Jan. 31, 2019: WoC in Academia, Mentoring, and Migration Research

Dr. Melissa Guzman-Garcia, Assistant Professor of Latino/a Studies at San Francisco State University, discusses being a women of color/Latina faculty member in academia, about mentoring, and about her research on migration and religion.

 

October 2018

Link

Due to a back injury, many Voces Críticas interviews in Fall 2018 are re-airs to give space/time to heal. Thanks for understanding.

Oct 4th – re-air episode

Oct. 11, 2018: The Creation of a New Type of Museum
Elise Granata and Helen Aldana of the Santa Cruz Museum of Art & History, also known as the MAH, talk about the active role a museum can have in a local community. Elise, the MAH’s Community Manager, discusses the re-structuring of the MAH’s mission and being the founder of the participatory, time­-based social experience called POWER HOUR. Elise, the MAH’s Intercultural Programs Coordinator and a graduate of UC Santa Cruz, talks about her various new collaboration efforts, including building connections to Watsonville.
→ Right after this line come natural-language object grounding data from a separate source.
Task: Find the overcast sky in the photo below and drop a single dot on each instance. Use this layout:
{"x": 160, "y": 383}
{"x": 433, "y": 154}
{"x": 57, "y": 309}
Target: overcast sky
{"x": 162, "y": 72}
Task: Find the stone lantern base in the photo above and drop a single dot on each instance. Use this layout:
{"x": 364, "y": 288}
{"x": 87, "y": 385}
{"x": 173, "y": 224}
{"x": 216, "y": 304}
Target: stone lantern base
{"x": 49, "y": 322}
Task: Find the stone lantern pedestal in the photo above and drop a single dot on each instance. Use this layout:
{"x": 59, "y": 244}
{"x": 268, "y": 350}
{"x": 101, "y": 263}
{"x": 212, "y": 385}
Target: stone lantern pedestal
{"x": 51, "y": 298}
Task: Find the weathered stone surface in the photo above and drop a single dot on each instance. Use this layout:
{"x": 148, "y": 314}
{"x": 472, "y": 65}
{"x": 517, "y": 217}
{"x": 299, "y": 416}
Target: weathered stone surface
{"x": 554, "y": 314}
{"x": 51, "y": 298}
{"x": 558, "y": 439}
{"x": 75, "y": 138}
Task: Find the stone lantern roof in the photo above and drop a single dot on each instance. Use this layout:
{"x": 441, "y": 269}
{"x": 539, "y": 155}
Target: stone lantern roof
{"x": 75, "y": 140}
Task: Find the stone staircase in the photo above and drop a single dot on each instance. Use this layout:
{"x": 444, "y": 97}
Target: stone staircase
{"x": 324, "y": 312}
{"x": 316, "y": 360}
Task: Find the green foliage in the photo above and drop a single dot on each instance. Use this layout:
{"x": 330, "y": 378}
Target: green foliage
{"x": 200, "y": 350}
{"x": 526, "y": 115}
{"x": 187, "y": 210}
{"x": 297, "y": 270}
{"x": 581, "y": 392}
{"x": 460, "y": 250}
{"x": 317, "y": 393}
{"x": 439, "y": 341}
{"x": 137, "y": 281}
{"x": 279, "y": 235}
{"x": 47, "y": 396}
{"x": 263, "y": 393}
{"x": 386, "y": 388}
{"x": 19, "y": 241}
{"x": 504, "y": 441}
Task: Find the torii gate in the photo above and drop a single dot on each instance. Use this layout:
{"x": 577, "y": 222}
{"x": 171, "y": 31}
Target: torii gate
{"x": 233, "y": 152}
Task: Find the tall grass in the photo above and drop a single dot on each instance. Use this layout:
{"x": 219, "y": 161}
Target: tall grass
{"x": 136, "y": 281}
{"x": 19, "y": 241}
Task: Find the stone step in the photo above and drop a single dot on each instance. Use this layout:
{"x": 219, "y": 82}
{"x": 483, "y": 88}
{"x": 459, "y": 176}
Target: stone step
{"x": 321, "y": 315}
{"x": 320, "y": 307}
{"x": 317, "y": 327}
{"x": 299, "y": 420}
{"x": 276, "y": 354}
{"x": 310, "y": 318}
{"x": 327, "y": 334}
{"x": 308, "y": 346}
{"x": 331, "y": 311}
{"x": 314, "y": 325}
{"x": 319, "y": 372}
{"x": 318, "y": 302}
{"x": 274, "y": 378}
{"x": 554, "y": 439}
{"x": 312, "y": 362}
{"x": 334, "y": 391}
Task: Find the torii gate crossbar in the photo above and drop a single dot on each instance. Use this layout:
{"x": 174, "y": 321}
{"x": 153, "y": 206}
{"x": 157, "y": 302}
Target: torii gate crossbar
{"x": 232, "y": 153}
Oct. 18 and 25, 2018 – re-air episodes

December 2018

Link

Dec. 6th: POC communities & Re-framing Sustainability
An interview with Carol Garcia, Program Coordinator of UCSC’s People of Color Sustainability Collective (PoCSC) about creating an inclusive sustainability movement and the necessity for having students of color in leadership roles. As the granddaughter of migrant workers, we also addressed the health issues facing farmworkers in the Salinas area.


Dec. 13th
: Encouraging Creativity and Emerging Artists in Watsonville
An interview with Gabriel Medina, Assistant Program Director and Digital Arts and Technology Manager at Digital NEST (Nurturing Entrepreneurial Skills with Technology), as well as an Adjunct Professor in Digital Media at Cabrillo College about nurturing creativity and artistry in Watsonville, the pros/cons of exposing young people early to technology, and about his upbringing in Watsonville.


Dec. 20, 2018: Women’s Testimonios as Resistance in Argentina
An interview with Dr. Barbara Sutton, Associate Professor and Director of Graduate Studies at the Women’s, Gender, and Sexuality Studies Department from the University at Albany and author of Surviving State Terror: Women’s Testimonies of Repression and Resistance in Argentina (New York University Press, 2018).


Dec. 27, 2018: Mobility Rules and Teenage Poverty in the United States

Dr. Ranita Ray, Assistant Professor of Sociology at the University of Nevada, Las Vegas discusses her book, The Making of a Teenage Service Class: Poverty and Mobility in an American City (University of California Press, 2017). Ray’s book challenges common views that targeting “risk behaviors” among youth such as drugs, gangs, violence, and teen parenthood is key to breaking the cycle of poverty. Dr. Ray is an ethnographer specializing in women of color feminisms, children and youth, urban inequalities, and education and policing.